Ramelow cited Volkswagen as a model for an "Opel AG." He told Deutschlandradio, it should "be done like it's done at VW under the Volkswagen law."

"There you have a successful corporation, in which four states possess shareholdings. And my dream concept would then be to develop, together with the staff, an employee share holding of up to 49 percent and to bring a further strategic partner on board. Either that could be GM itself. Or it could also be another auto manufacturer. Daimler would be an ideal partner, which together with Opel could then form this new company to engage in automotive manufacture, research and the like."

There is no other company where the much praised German employee share scheme is practiced more intensively than at VW, and which Ramelow now cites as a model to be emulated. For many years, corrupt board members, like personnel director Peter Hartz, state premiers, like Gerhard Schröder, IG Metall big wigs, like Jürgen Peters, and well-paid Works Council leaders, like Klaus Volkert, formed a cartel which continually demanded massive sacrifices from the workers.

The depth of the swamp at VW into which the "workers' representatives" sank is now well-known. Both Hartz and Volkert were found guilty of corruption by the courts. Even Germany's corporatist legal framework had never envisaged the expensive pleasure trips, including prostitutes supplied at company expense, organised at VW.

Moreover, Volkswagen itself is facing a crisis. Tens of thousands of staff have already been put on short-time working and all temporary workers are to be dismissed.
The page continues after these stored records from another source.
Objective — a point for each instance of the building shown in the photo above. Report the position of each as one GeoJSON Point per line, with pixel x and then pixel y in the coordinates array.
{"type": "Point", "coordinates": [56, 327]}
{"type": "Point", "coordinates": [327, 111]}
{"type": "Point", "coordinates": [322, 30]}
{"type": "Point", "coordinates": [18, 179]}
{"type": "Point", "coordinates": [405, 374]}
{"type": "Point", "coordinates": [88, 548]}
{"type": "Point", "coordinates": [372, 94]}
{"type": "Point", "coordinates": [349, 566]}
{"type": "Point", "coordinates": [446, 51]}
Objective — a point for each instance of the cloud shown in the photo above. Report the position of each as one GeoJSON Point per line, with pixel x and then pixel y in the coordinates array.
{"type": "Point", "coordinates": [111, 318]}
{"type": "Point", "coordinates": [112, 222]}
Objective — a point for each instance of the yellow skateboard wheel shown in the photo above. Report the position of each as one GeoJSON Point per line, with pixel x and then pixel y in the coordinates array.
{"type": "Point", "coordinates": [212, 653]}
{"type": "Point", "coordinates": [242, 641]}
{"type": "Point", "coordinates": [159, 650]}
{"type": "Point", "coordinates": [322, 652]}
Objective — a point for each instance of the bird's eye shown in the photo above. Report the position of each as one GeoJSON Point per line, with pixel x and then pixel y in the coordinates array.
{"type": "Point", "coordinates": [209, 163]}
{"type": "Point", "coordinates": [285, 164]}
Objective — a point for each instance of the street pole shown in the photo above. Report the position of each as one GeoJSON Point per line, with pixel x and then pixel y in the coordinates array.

And all this is done with the energetic support of the IG Metall and the VW Works Council members.

Ramelow has called for "a return to classical structures, where those who are actually responsible on a daily basis for the success of the enterprise, also participate in it and can influence the decision making."

On the basis of the Volkswagen model, it is now clear what he means by a "return to classical structures" and "influencing the decision making." With the help of the trade union bureaucracy and their Works Council members, the Social Democratic Party, the state governments and the Left Party, mechanisms are to be created at Opel enabling it to push through mass redundancies, factory closures and wage cuts.